Engineering Solutions and Considerations
Precision-engineered solutions can mitigate fugitive emissions:
DEC.FRS™: adopting the LEL automatic Flow Recirculation Systems will allow the unit to monitor the effective performance of the drying hoods, while generating important operational savings;
DEC.RBC™: adopting the Rotary Bed Concentrator will allow to concentrate the fugitives properly prior to abate them in a VOC emission control system (e.g. SRU™, Solvent Recovery Units or RTO™, Regenerative Thermal Oxidizers);
DEC.PTE™: installing a Permanent Total Enclosure achieves near-100% containment of fugitive VOCs by maintaining negative pressure around the converting line.

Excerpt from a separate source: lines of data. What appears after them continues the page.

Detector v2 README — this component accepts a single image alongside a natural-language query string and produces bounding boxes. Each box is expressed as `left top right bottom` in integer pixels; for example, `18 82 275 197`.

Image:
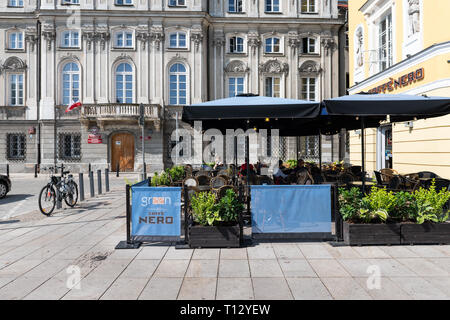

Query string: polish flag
66 101 81 112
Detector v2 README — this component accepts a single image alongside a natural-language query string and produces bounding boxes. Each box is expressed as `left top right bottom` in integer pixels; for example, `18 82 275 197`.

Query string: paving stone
178 278 217 300
216 278 254 300
391 277 448 300
368 259 415 277
321 278 372 300
192 249 220 260
286 278 332 300
153 259 189 278
353 246 391 259
247 243 276 259
220 248 247 260
100 277 147 300
272 243 305 259
354 277 411 300
164 247 194 260
252 278 293 300
398 258 448 277
185 260 219 278
139 277 183 300
381 246 419 258
298 243 333 259
278 259 317 278
249 260 283 278
408 246 448 258
219 259 250 278
120 259 160 280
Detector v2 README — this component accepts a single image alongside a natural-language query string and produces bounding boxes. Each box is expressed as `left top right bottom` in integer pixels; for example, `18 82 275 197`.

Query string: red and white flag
66 101 81 112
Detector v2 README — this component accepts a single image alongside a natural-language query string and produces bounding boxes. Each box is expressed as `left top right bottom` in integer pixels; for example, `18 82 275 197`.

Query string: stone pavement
0 190 450 299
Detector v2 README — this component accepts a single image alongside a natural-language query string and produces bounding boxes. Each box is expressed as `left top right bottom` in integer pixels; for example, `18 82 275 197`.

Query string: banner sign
251 185 331 233
131 185 181 241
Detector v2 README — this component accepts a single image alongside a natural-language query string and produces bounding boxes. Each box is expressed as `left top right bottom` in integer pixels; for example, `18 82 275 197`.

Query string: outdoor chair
417 171 439 179
183 177 198 187
196 175 211 186
210 177 227 189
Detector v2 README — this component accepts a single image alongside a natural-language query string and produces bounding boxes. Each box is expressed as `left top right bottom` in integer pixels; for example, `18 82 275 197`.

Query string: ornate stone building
0 0 345 171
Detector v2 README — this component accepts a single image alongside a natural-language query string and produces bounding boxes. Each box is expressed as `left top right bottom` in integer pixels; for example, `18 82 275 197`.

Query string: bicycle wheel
64 181 78 207
39 185 56 216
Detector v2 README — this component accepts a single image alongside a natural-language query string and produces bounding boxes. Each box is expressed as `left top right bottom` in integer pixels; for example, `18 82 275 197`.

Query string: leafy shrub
191 189 244 226
411 179 450 224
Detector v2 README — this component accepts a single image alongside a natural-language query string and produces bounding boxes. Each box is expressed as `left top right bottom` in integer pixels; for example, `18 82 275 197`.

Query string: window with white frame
116 62 134 103
8 73 24 106
61 30 80 48
229 37 244 53
378 13 394 71
8 31 23 50
8 0 23 7
169 32 187 49
116 0 133 6
301 77 317 101
302 38 317 54
114 31 133 48
169 0 186 7
265 77 281 98
169 63 187 105
264 37 281 53
6 133 27 160
59 133 81 161
62 62 80 106
228 77 244 97
61 0 80 4
228 0 242 13
300 0 317 13
266 0 280 12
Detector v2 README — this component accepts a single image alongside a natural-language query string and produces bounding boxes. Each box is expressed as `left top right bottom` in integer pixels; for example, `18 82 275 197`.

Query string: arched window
265 37 280 53
116 62 134 103
169 63 186 105
62 62 80 105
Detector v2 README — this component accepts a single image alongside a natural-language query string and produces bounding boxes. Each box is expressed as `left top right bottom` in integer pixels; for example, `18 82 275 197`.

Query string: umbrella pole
361 117 366 192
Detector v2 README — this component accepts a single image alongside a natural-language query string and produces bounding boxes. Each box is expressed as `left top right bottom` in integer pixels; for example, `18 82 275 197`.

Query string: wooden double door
111 132 135 171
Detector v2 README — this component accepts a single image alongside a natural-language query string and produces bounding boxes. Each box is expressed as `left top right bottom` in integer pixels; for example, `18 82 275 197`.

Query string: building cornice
348 41 450 94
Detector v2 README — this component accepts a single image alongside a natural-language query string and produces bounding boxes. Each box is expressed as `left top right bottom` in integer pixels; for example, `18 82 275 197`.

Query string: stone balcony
0 106 27 120
57 103 162 131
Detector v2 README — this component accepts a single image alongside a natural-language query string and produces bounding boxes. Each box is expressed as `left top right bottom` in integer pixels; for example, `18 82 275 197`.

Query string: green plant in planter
191 192 222 226
412 179 450 224
339 187 363 221
216 189 244 222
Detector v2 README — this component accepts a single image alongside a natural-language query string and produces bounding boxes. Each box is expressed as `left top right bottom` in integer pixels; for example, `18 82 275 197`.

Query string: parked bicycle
39 165 78 216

This curbs operator exposure to hazardous solvents (e.g. toluene) while restricting access to high-risk zones, enhancing safety and compliance with stringent regulations;
Ink cooling: keeping the ink at the desired temperature will drastically reduce the evaporation of the solvents, while stabilizing viscosity for consistent print quality;
Upgrading & retrofitting: retrofit legacy presses with upgraded high-efficiency hoods, applying enclosures around the inking systems, while re-engineering the floor-sweep network, will allow to efficiently capture more fugitives;
Training: structured training programs on solvent handling, inks management, equipment maintenance (e.g., LEL), and cleaning protocols can lower fugitive emissions by reducing human-induced losses.
Conclusions
Fugitive VOC emissions in solvent-based Roto, Flexo, and Lamination processes diverge due to intricate process mechanics, machine configurations, and age-related performance gaps. Roto’s solvent load, Flexo’s exposure dynamics, and Lamination’s adhesive efficiency are modulated by design and amplified by legacy equipment inefficiencies. Advanced fugitives control through DEC.RBC™ units enables engineers to slash emissions (e.g., from 20% and above, down to 10% or lower), balancing technical precision with environmental compliance.